Pra quem trabalha com Web e trabalha com
Front e UX/UI, é bom se atentar para funcionalidades que a Web não apresenta ainda. Validações, visualizações de fluxos e as representações em grafos podem ser muito úteis pra quem vai trabalhar com serviços prestados em plataformas baseadas em ecossistemas blockchain do que são hoje.
O design, que sempre foi o diferencial para que empresas angariem usuários, pois quanto mais fácil de usar mais fácil de consumir, vai também ser crucial na era da Web Descentralizada. Designers vão ter que achar soluções que tornem o uso dessas aplicações mais fácil e suave do que nunca, apesar de sua complexidade.

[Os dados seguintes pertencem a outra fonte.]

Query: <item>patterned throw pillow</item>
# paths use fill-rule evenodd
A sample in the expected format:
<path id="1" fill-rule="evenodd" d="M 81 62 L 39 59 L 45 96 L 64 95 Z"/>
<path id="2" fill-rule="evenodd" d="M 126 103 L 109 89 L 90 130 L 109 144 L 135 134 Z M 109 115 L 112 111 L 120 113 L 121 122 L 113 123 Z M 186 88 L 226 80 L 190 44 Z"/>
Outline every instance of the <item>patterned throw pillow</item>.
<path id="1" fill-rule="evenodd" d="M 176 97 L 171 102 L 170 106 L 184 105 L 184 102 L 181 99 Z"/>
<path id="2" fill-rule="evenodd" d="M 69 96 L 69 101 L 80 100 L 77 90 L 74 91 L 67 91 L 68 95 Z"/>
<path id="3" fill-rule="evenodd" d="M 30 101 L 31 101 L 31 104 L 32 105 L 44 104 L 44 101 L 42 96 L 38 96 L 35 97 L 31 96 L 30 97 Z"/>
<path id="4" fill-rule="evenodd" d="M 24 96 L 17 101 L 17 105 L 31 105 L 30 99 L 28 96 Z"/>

Pra quem é dev, a principal mudança de se trabalhar com sistemas que rodam sobre o Blockchain é a introdução pesada dos conceitos de criptografia. Como é uma área muito especializada, o profissional que entender um básico de criptografia e protocolos vai sair na frente. Imagine Internet das Coisas + Criptomoedas espalhadas de modo a facilitar a vida de geral num futuro onde cada centavo importa (micro pagamentos)? Então. Se você ainda não começou a estudar isso, é hora de começar: o futuro não deve demorar pra chegar no Ricardo Eletro.